Starbucks hires Nzinga Shaw as global Chief Inclusion & Diversity Officer

Theodora Aidoo November 25, 2019
Nzinga Shaw, now Starbucks global Chief Diversity and Inclusion Officer. Pic Credit:

American coffee company and coffeehouse chain, Starbucks has hired Nzinga Shaw as global chief inclusion and diversity officer.

After five years, Shaw exits the Atlanta Hawks and Philips Arena where she has been chief diversity and inclusion officer.

“I am overly grateful to the Hawks ownership, CEO Steve Koonin and NBA organization for giving me an opportunity to create internal and external programs with diversity at the core,” Shaw wrote on LinkedIn.

Shaw is an alumna of Spelman College, the University of Pennsylvania, and was a study abroad scholar at Oxford University in the United Kingdom.

Prior to becoming the first Chief Diversity and Inclusion Officer in the NBA for the Atlanta Hawks & State Farm Arena she was a Senior Vice President, Diversity & Inclusion Officer at the world’s largest and most profitable public relations agency, Edelman.

Starbucks hires Nzinga Shaw as global Chief Inclusion & Diversity Officer
Pic Credit:

She has also worked in human resources at Essence Magazine, the Yankees Entertainment & Sports Network, and the National Football League.
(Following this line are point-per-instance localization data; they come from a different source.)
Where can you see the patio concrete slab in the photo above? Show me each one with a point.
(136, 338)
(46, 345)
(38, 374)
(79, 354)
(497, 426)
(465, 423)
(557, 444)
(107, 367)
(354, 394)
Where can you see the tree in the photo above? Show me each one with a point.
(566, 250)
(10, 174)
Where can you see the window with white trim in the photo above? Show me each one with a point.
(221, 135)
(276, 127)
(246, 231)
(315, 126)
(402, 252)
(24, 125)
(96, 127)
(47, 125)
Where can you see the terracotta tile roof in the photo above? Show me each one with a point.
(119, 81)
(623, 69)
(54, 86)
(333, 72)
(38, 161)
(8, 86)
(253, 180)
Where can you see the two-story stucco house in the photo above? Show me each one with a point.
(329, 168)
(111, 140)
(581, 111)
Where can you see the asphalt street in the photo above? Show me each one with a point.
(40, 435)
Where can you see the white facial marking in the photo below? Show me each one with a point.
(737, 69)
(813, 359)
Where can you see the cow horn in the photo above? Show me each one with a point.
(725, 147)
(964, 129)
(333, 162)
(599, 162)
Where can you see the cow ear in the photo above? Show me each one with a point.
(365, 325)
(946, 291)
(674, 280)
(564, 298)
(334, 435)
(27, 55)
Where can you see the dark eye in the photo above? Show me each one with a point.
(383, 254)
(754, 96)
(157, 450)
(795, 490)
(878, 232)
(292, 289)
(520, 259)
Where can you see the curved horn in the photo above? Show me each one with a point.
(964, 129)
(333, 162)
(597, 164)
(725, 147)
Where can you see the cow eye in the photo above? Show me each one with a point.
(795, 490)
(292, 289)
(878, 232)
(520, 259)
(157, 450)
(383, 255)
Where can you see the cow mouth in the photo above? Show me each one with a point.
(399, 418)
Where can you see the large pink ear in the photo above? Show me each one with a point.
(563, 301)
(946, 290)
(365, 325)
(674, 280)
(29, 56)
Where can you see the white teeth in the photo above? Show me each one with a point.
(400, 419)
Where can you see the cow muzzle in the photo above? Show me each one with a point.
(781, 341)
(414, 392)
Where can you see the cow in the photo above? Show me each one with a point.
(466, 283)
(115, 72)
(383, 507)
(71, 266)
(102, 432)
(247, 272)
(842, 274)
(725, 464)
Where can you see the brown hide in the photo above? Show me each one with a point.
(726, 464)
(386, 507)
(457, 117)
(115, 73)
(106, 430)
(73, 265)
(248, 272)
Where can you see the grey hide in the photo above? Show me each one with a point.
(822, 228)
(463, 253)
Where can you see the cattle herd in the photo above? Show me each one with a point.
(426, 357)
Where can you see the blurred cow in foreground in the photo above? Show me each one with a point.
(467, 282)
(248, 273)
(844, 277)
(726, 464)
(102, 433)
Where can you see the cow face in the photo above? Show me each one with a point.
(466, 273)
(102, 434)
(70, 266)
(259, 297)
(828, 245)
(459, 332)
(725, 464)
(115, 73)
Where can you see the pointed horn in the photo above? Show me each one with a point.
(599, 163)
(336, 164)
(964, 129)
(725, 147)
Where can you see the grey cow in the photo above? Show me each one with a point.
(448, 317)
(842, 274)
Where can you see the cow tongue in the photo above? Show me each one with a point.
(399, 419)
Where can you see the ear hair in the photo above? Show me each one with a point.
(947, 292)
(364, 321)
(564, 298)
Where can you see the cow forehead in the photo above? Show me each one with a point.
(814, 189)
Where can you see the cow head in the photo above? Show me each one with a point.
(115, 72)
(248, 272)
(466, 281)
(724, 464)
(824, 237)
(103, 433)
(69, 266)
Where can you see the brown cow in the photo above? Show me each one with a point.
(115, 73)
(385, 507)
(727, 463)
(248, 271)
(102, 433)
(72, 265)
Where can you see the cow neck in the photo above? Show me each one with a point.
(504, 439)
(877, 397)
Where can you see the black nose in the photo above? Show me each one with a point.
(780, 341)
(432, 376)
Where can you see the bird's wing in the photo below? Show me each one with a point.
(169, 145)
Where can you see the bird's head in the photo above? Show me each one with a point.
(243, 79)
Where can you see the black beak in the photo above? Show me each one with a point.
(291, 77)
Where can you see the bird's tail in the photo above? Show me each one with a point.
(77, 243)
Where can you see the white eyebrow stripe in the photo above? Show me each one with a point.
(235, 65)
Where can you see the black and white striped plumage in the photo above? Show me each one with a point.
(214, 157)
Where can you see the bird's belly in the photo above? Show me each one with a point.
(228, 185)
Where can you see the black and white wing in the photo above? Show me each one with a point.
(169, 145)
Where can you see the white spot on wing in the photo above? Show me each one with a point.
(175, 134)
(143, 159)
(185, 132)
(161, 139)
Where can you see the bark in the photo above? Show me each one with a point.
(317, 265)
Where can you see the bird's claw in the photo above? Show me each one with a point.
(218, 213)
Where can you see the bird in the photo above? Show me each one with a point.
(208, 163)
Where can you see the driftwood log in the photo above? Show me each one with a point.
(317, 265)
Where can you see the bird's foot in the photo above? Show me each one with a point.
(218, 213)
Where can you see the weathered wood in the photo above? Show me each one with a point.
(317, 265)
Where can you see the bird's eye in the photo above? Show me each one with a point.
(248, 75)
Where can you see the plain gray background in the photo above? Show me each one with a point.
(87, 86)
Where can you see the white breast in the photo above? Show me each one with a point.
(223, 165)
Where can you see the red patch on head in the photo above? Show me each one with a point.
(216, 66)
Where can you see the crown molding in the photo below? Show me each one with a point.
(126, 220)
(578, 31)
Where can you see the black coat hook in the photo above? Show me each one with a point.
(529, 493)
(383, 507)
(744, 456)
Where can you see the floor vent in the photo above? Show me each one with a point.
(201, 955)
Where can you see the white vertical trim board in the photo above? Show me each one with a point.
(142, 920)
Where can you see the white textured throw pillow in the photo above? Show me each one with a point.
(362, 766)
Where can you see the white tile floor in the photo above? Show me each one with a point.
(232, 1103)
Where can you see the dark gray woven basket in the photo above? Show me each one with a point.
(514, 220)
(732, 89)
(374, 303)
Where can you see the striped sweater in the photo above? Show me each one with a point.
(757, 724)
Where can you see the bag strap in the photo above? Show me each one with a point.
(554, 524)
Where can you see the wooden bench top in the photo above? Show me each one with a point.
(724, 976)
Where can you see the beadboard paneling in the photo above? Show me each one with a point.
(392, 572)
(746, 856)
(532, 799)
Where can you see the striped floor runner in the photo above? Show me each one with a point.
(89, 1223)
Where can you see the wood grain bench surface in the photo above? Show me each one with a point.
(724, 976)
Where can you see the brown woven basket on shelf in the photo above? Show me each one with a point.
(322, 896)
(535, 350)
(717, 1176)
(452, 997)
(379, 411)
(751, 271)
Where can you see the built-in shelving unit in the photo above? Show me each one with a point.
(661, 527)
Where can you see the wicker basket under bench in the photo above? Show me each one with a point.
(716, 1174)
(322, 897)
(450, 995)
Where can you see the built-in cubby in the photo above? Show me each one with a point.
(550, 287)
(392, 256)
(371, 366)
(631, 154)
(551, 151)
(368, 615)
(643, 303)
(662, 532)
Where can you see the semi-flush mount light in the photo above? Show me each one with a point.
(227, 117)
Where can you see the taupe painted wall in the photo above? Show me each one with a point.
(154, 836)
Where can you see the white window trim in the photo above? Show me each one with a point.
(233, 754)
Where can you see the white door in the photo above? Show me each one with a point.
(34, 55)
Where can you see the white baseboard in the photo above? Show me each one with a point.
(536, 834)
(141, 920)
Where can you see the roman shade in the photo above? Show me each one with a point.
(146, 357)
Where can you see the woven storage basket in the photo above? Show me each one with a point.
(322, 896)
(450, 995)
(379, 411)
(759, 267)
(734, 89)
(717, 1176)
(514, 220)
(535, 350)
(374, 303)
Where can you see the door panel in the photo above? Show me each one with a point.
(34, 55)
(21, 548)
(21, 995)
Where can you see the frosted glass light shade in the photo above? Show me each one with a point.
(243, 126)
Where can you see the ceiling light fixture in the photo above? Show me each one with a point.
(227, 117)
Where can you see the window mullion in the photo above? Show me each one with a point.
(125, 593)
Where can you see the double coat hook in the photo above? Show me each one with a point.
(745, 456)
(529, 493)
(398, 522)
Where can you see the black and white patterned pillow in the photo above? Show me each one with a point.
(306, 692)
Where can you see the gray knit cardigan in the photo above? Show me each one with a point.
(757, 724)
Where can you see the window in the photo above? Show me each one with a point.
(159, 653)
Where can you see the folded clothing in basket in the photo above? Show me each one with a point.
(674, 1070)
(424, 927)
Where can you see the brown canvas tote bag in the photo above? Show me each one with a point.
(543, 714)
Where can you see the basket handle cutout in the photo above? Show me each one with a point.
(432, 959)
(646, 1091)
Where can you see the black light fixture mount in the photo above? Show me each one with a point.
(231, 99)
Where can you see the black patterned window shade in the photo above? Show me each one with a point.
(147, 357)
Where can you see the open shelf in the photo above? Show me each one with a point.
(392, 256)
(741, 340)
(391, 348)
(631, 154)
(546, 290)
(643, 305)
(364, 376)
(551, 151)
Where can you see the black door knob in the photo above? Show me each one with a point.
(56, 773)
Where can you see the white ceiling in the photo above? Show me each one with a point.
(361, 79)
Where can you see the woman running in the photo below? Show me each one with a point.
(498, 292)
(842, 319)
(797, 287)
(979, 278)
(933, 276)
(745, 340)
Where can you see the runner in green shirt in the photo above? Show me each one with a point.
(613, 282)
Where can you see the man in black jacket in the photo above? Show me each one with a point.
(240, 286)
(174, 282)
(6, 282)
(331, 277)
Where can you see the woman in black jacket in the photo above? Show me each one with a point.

Meanwhile, Shaw is also on the Board of Directors of the National Black Public Relations Society and the Georgia Diversity Council and was named among the 2017 Atlanta Business Chronicle 40 Under 40 Awards honoree

Reacting to her new role, Shaw said she is “thrilled to join such an iconic brand as Starbucks to leverage the power of Inclusion “one cup, one person, one community at a time!”

Shaw, an experienced executive with extensive hands-on experience and knowledge of diversity & inclusion, change, talent acquisition, organizational planning, employee relations, branding, and community engagement said her daughter is her inspiration.

“She is the light of my life, she makes me think about all of the possibilities for the future. She gives me hope that the world can be a better place than it was when I was growing up. She’s in a very multi-cultural school that is not segregated and I see so much hope for equity and for equality looking through the lens of her eyes. So, she inspires me to continue to do this work because I know that I can hopefully shape and change a generation,” Shaw said.